Cain #2

I don't mean to stop. That's the horror and the proof. My body halts with Soren in my arms, and for a breath, I feel the old pull like a hook behind my ribs, not strong enough to drag me backward but strong enough to point.

Ira turns immediately. "Cain, move."

His voice has command in it because fear gives orders when it has no other language. It hits the outside of me and breaks there.

Aven understands before Ira finishes. His face changes, all the blood leaving it at once, and the spirits around him quiet in a wave. He looks past me into the house, then back to my face, and I know he sees the direction of the pull as clearly as if the leash were still wrapped around my throat.

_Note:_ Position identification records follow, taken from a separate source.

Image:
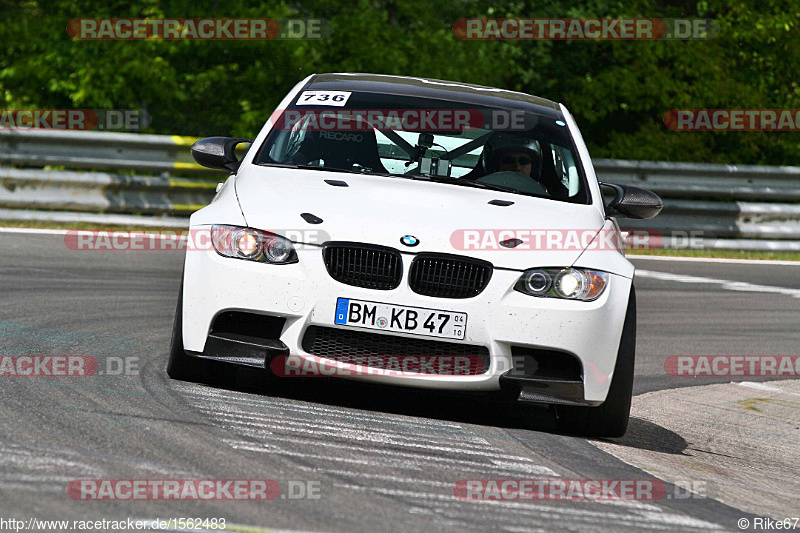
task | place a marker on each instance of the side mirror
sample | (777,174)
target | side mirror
(633,202)
(217,152)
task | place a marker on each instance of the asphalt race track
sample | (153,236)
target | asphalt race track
(376,458)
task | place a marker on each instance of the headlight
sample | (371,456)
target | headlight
(252,244)
(566,283)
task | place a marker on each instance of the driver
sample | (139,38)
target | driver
(504,152)
(512,153)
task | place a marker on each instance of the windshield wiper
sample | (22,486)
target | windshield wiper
(467,183)
(325,169)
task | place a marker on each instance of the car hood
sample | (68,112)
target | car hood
(443,218)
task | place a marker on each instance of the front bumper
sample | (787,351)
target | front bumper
(498,319)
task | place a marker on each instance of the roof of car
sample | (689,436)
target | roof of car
(466,93)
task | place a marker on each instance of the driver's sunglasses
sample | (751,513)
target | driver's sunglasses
(510,160)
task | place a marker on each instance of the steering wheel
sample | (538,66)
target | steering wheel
(516,180)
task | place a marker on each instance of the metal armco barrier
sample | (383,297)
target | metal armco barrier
(101,192)
(732,206)
(92,150)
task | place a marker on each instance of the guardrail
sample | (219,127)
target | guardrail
(731,206)
(91,150)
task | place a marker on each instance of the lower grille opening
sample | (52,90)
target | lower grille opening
(545,364)
(248,325)
(377,350)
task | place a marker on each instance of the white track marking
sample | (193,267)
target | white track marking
(39,231)
(762,386)
(407,460)
(715,260)
(281,422)
(739,286)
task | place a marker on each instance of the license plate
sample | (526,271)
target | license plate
(401,318)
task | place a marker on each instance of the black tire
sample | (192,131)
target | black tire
(181,366)
(610,419)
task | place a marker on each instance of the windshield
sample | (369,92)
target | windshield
(429,140)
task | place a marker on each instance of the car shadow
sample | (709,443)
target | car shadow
(645,435)
(496,409)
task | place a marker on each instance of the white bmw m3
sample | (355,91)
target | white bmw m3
(421,233)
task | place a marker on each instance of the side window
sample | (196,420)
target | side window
(566,169)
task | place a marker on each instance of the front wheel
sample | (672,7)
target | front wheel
(610,419)
(180,365)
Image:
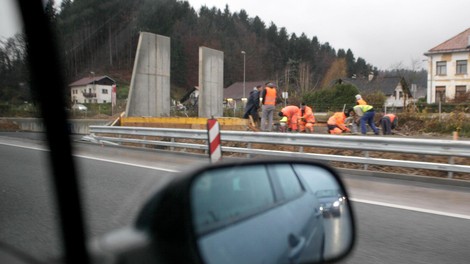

"He's in the study," I say.

"No," Ira says, and the word is rough enough to be pain. He takes one step toward me, then stops himself because Soren is between us and because everyone in this room knows what force would mean right now. "We leave. The perimeter resets soon. We get him out, then we burn the rest from a distance."

Soren's eyes open against my chest. They're unfocused at first, then clearer for one terrible second, as if the danger has dragged him near the surface by the hair.

His hand lifts slowly, fingers trembling before they find my jaw.

The touch is so weak I could miss it if I weren't built around the need to feel him breathing.

"Go if it's yours," he whispers. The words scrape out of him, thin and almost gone. "Not if it's his."

My throat closes.

Aven steps closer. He doesn't touch me yet. "Cain," he says, and my name in his mouth is still an opening, not a hook. "You're not being summoned. Hear me. Not by him, not by this house, not by what they put in your blood. You can leave with us right now. That's real."

I look at the broken door, at the night beyond it, at the wet stones outside the gate.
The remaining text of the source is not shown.